Część materiału z tego albumu ukazała się wcześniej, na EPce z 2014 roku, ale warto do niego powrócić, bo to wciąż jedna z najlepszych rzeczy, jakie wydarzyły się rodzimemu jazzowi w ostatnich latach. The Flash! to free jazzowa bomba atomowa utrzymana w duchu projektów Matsa Gustafssona, która rzuca wyzwanie każdemu, kto przywykł do słuchania jazzowych koncertów na siedząco.
Furia - "Księżyc Milczy Luty"
W niezliczonych podsumowaniach nowa Furia została albumem roku 2016 albo przynajmniej trafiła na podium i ja się z tym kłócić nie będę. Jestem ich oddanym fanem od czasu "Grudnia Za Grudniem" (to już siódmy grudzień od tego czasu!) i w najśmielszych fantazjach nie pomyślałbym, że zajdą tak daleko poza metalowy światek.
Ghosts Of Breslau - "Man With The Green Gloves"

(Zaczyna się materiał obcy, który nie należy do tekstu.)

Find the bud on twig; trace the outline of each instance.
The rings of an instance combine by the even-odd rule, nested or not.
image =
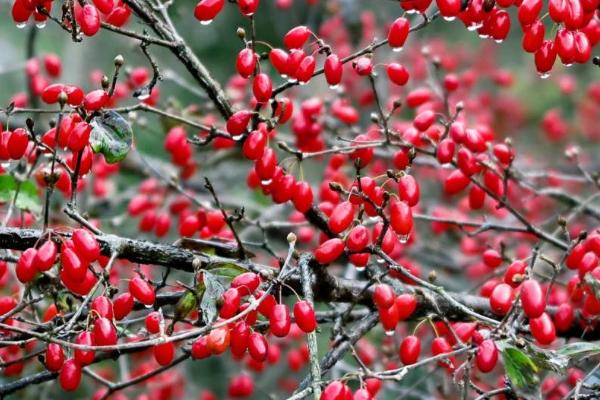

Projekt Patryka Balawendera poznałem jeszcze w czasach, gdy opowiadał przede wszystkim o wyniszczonym wojną Wrocławiu. Później zniknął na kilka lat, a po powrocie w 2013 roku skłonił się ku jeszcze bardziej wyciszającym, ambientowym brzmieniom. "Man With The Green Gloves" to tylko dwa utwory, lecz jednocześnie niemal czterdziestominutowa medytacja.
Government Flu - "Vile Life"
W hardcore punkowych kręgach zespół-pomnik, którego wielu wręcz wyznaje, ale na szczęście za kultem nie kryje się kilku kolesi ze smykałką do robienia biznesu na niby niezależnej muzyce. Government Flu stoją ramię w ramię z opiniami o nich, a "Vile Life" stanowi tego najlepszy dowód.
Henry David's Gun - "Over The Fence... And Far Away"
Jeżeli wydawcą jest Borówka Music, to na albumie muszą znaleźć się elementy folku, ale istotniejsze jest to, że jeżeli wydawcą jest Borówka Music, to nie usłyszymy folku banalnego, wtórnego i nudnego. Przesadą byłoby uznanie Henry David's Gun za zespół wyjątkowo oryginalny, ale jest w ich muzyce coś, co nie pozwala się z nią prędko rozstać.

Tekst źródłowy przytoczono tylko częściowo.